Since the failures of the US military missions in places like Afghanistan and Iraq – and many other Muslim nations like Libya – critics of the US mission in the “global war on terrorism” have lamented the lack of a coherent strategy.

As the tired line from Carl von Clausewitz goes, “war is an extension of politics through other means.” Warfare, therefore, is an inherently political act. More precisely, it is the use of violence by a state or non-state actor to affect a political outcome.

Thus whenever military force is used it must have clear ends set forth by the political leadership ordering the use of that military force. Those clearly defined political ends must be supplemented by reliable ways to achieve that realistic political objective. The means are the resources that must be brought to bear in order to accomplish the political end.

What’s more, those political objectives must be fixed into place by the political and military leadership. They cannot change mid-mission (this has nothing to do with being flexible at the tactical level).

One of the greatest failures of the last 30 years of US foreign policy interventions across the Middle East was what former secretary of defence Robert Gates called “mission creep.” This is akin to shifting goalposts in the middle of the game, making the game unwinnable.

As America’s failed operations in Afghanistan, Iraq, Libya and Syria and so many others since 1945 have shown, mission creep can be catastrophic to both the prestige of the US military as well as its readiness to conduct its larger mission of deterring actual great state rivals to the United States, namely China, Russia, Iran and North Korea.

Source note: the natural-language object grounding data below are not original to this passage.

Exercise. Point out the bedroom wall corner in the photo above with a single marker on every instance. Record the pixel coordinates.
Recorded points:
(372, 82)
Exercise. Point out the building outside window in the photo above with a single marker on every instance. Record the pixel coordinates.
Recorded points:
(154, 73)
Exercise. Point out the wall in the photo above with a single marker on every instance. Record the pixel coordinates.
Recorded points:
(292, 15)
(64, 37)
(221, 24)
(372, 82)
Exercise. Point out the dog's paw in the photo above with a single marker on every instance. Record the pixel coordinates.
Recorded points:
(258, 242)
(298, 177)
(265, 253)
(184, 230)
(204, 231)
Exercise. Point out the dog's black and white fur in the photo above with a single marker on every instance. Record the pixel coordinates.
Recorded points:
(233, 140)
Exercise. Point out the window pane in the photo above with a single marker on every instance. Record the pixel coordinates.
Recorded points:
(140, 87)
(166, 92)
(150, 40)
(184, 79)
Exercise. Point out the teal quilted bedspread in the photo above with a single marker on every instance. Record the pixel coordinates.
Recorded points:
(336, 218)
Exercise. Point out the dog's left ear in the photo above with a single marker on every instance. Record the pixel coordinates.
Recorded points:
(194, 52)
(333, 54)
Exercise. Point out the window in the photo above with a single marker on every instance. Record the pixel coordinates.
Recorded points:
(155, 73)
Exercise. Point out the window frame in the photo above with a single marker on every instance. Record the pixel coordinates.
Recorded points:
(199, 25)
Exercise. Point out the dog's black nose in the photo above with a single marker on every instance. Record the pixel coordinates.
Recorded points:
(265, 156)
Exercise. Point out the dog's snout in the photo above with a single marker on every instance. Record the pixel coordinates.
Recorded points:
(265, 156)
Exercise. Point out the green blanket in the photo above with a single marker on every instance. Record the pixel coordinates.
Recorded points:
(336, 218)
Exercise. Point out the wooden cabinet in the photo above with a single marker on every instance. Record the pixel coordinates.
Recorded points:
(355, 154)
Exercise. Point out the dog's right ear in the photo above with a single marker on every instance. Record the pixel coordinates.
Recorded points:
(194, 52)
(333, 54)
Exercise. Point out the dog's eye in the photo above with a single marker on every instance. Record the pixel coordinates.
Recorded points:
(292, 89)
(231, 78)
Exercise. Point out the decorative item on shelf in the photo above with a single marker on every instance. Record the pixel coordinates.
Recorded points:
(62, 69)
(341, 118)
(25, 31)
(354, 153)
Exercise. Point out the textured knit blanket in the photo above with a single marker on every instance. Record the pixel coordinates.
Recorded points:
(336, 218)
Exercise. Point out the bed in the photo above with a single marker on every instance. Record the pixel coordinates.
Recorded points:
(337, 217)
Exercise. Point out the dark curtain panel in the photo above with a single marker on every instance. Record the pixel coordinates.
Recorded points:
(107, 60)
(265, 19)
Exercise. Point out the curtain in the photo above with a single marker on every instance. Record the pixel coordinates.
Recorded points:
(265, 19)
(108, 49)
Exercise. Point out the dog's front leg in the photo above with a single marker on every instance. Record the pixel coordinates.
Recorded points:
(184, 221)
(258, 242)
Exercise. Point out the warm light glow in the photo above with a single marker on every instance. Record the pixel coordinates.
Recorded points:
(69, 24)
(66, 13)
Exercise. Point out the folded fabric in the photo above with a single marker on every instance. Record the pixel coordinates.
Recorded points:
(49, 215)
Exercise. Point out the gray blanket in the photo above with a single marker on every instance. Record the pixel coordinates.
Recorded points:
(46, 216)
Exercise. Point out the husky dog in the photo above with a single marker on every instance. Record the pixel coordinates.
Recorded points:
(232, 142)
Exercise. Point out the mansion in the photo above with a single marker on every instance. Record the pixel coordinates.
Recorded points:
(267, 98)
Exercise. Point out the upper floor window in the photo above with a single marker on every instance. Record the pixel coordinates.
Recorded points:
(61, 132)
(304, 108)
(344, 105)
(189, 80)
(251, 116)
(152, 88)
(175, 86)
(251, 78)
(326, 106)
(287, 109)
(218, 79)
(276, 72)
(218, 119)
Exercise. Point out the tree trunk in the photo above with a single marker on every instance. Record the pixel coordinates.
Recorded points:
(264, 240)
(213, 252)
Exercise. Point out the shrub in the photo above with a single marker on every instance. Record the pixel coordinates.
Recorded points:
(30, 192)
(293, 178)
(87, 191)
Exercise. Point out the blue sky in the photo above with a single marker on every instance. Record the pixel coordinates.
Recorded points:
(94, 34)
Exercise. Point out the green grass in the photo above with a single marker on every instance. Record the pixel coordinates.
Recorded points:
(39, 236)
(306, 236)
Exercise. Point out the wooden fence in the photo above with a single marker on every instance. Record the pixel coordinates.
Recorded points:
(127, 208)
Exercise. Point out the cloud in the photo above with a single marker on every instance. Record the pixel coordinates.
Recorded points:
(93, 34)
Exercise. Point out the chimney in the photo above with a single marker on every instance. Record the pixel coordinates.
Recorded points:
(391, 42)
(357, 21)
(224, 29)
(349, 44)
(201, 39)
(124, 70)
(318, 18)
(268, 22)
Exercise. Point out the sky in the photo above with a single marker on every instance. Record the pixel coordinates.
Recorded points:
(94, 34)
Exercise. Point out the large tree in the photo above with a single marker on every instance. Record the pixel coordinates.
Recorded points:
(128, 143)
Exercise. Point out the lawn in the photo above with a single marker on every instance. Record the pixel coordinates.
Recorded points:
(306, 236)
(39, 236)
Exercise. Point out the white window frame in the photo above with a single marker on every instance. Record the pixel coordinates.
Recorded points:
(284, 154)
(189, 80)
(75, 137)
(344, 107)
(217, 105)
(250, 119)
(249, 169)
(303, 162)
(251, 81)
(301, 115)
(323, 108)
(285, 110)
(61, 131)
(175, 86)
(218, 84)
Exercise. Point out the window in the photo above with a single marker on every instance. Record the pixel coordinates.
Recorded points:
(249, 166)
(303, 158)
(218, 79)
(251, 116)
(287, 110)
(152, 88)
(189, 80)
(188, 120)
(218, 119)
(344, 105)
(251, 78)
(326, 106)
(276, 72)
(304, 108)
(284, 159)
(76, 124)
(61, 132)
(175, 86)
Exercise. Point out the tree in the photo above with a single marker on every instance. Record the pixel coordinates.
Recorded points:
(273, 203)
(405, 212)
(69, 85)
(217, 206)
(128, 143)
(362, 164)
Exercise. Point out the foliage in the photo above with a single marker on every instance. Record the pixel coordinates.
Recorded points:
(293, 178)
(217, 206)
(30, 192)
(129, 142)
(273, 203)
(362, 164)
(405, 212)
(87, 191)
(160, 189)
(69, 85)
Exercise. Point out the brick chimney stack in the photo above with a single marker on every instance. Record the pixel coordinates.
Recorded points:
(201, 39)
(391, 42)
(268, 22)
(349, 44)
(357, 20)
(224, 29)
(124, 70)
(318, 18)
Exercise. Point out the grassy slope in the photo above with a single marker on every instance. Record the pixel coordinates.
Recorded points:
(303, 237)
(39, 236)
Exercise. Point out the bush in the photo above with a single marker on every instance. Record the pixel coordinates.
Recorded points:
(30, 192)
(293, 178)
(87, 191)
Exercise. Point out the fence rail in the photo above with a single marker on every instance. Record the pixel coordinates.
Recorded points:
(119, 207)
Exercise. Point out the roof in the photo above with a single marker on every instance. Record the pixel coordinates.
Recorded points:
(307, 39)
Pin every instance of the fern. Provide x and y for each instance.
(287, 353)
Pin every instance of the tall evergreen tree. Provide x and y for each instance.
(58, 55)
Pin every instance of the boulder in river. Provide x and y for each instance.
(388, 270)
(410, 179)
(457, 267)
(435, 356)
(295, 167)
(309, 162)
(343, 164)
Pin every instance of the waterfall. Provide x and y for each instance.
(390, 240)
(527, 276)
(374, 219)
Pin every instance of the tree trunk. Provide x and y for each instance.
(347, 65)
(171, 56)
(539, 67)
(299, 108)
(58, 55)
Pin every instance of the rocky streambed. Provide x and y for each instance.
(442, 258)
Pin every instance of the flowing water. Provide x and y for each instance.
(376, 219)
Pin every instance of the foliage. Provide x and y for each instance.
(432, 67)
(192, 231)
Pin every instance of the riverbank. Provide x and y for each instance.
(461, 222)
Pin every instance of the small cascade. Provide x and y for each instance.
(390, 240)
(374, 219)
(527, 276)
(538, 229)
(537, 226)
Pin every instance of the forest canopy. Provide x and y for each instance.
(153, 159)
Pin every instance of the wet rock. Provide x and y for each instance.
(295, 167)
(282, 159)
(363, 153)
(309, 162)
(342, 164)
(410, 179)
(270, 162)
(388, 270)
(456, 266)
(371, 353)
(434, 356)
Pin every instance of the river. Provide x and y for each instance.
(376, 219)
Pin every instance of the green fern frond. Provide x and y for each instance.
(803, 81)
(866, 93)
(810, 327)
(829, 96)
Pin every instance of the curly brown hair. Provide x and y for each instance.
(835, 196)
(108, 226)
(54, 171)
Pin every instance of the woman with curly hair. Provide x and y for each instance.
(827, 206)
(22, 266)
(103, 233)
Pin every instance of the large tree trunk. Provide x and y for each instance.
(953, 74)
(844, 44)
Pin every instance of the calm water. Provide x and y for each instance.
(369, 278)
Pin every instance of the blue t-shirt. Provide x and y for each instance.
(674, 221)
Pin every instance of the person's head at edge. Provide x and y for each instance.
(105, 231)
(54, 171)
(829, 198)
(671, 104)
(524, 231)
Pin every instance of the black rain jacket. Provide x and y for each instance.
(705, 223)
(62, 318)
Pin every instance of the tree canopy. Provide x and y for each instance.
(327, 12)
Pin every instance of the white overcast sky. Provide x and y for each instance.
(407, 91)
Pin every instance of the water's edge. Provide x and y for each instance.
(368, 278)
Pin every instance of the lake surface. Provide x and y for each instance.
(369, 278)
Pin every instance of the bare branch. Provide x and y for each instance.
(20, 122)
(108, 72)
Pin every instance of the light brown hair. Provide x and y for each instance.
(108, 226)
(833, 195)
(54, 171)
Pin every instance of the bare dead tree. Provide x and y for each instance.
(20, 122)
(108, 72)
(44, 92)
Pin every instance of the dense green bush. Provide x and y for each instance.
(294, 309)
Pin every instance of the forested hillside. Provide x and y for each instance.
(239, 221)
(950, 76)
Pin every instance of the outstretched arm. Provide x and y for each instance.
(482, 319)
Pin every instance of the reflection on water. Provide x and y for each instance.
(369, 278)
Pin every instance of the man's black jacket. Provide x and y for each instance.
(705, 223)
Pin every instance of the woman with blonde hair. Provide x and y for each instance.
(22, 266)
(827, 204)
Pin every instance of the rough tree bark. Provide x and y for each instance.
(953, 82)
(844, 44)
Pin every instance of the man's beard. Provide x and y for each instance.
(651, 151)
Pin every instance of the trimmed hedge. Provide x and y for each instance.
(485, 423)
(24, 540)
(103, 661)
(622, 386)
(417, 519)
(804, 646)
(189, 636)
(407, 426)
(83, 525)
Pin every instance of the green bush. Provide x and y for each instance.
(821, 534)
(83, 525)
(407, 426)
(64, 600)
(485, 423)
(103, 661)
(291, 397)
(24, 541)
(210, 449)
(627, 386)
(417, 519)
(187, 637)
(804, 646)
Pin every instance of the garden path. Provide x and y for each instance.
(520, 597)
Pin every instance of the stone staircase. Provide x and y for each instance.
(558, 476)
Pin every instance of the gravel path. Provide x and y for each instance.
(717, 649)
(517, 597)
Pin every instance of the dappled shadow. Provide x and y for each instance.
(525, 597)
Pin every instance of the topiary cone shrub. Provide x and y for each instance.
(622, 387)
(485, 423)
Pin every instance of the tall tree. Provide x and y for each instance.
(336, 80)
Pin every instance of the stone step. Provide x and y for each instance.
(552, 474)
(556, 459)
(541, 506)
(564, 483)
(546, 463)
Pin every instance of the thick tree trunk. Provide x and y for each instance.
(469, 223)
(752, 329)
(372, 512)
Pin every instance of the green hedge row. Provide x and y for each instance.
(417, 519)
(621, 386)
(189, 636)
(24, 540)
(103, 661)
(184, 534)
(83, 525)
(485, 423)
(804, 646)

Afghanistan: the long loss

Once the base of operations for al-Qaeda and their Taliban allies, after the September 11, 2001 attacks on the US, Afghanistan became the primary target of America’s justified wrath.

With a handful of Special Forces operators, Central Intelligence Agency (CIA) paramilitary officers, loads of local tribal allies and judicious American airpower, the US military effectively deposed the Taliban and broke al-Qaeda’s stronghold on the country in about two months from October to December 2001.

Had it not been for shabby planning that December, it is likely the conflict would have wrapped up with the capture or death of Osama bin Laden as he fled American forces in the foothills of Tora Bora.

Even without having captured bin Laden, though, by the spring of 2002, the US forces in Afghanistan had accomplished what the American people had wanted them to: They had disrupted the terror networks in the country and brought to justice the groups responsible for 9/11.

Despite this fact, the Americans hung around for another 20 years, bleeding its troops, weapons stocks and treasury dry in the rocks of Afghanistan.

For what purpose? Initially, it was to avenge ourselves upon the culprits behind 9/11. Once that was mostly achieved, why did the US expand its footprint and commitment to the “Graveyard of Empires?” The lack of a coherent, concrete strategy was one reason.

Iraq: an idiot’s delight

In Iraq, the justification for war was clear: The George W Bush administration was convinced that Saddam Hussein had developed a massive, covert WMD (weapons of mass destruction, notably nuclear) program and had partnered with al-Qaeda.